Welcome to This Week in Civil Rights and Civil Liberties. President Biden announced a new slate of judicial nominees, several justices are in the news after criticizing the media and public perception of the Court, SCOTUS has added new cases to its merits docket, and the Justice Department filed a statement of interest in support of an ADA challenge to Texas’s ban on school mask requirements.
President Biden announced his eighth round of judicial nominees, including ten nominees to the federal bench. Since taking office, he has nominated 53 individuals to federal judgeships. The new slate of nominees includes several current and former public defenders, who are underrepresented among judges. In a move cheered by progressives, Dale Ho, director of the ACLU’s Voting Rights Project, has been nominated to the SDNY bench. Demand Justice’s Balls & Strikes has been tracking the gender, race, and professional diversity of nominees and newly confirmed judges here.

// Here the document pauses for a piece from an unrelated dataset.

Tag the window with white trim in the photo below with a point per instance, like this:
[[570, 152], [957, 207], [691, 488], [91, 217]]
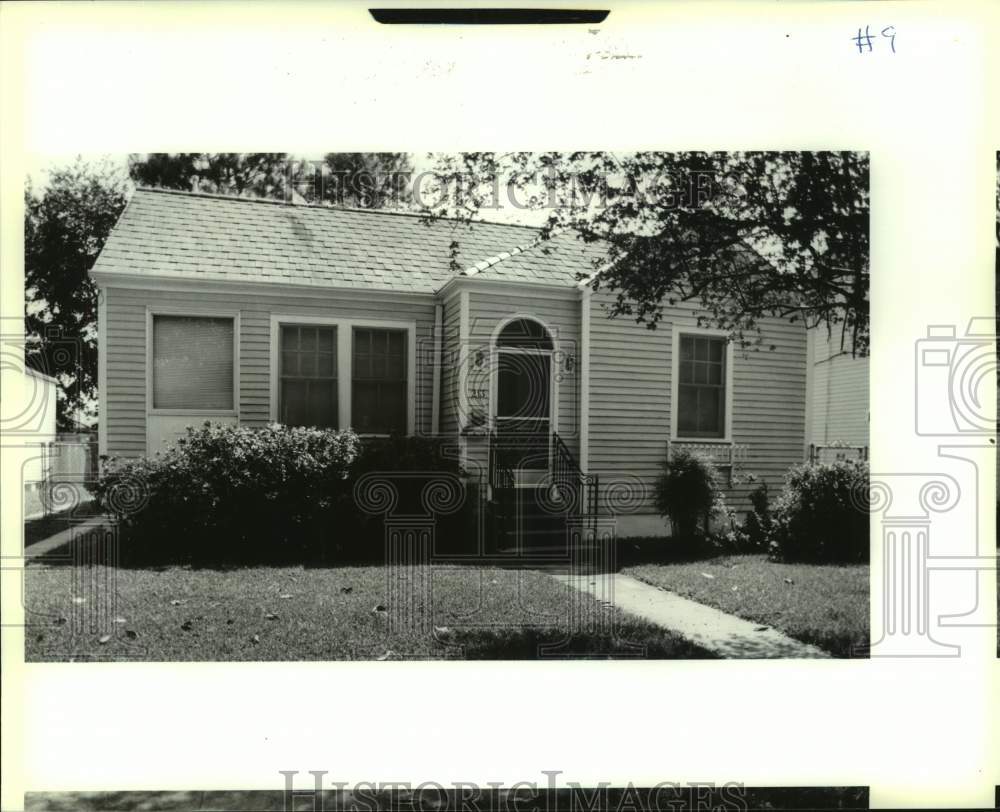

Meanwhile, several Supreme Court justices are in the news after criticizing the media and public perception of the nation’s highest court, CNN reports. At a speech at Notre Dame Law School, Justice Alito said that discourse about the Court’s shadow docket was an attempt “to intimidate” the justices by painting the Court as “sneaky” and “sinister.” Justices Barrett, Breyer, and Thomas have also used recent remarks to criticize those who say that the Court is politicized. That Justice Barrett did so in a speech at the University of Louisville’s McConnell Center after being introduced by Senate Minority Leader Mitch McConnell—and in a setting where no audio or video recordings were allowed—was particularly notable. This unusual wave of sharp, public remarks from justices comes after congressional hearings on the shadow docket and court reform and a Gallup poll that found public approval of the Supreme Court stood at 40%, the lowest level in the 21 years that Gallup has polled the issue and nine points lower than when Gallup last asked the question in July.
SCOTUSblog reports that the justices added five new cases to the Supreme Court’s merits docket on Thursday, following their “long conference.” In Shurtleff v. City of Boston, they will consider whether Boston violated the free exercise rights of a Christian group when it denied the group’s request to raise a Latin cross on the city hall flagpole while permitting other groups to raise nonreligious flags on that flagpole. In FEC v. Ted Cruz for Senate, the Court will hear a challenge to federal restrictions on repayment of personal loans that candidates make to their campaigns. Cruz argues that these restrictions constitute an impermissible burden on speech, while the government argues that the narrow requirements are justified to prevent the perception of quid pro quo corruption.
And, in other SCOTUS news, Justice Sotomayor denied an emergency appeal that sought to block New York City’s COVID-19 vaccine mandate for public school staff, NPR reports. Staff who do not comply will be suspended without pay starting today.
Finally, the Justice Department weighed in with a statement of interest in support of a lawsuit challenging Texas Governor Greg Abbott’s ban on mask requirements in public schools. According to the Texas Tribune, the Texas Education Agency had “largely stepped away from enforcing the governor’s order” in the face of conflicting court decisions on mask requirements across the country, but changed course “because the courts were not blocking” the Texas order. Disability Rights Texas is challenging the order on behalf of families of children with medical conditions that leave them particularly vulnerable to COVID-19, arguing that the ban makes in-school education impossible or dangerous for students “who need others to wear a mask so they can attend school,” and thus denies them an equal opportunity to participate in a government program in violation of Title II of the Americans with Disabilities Act.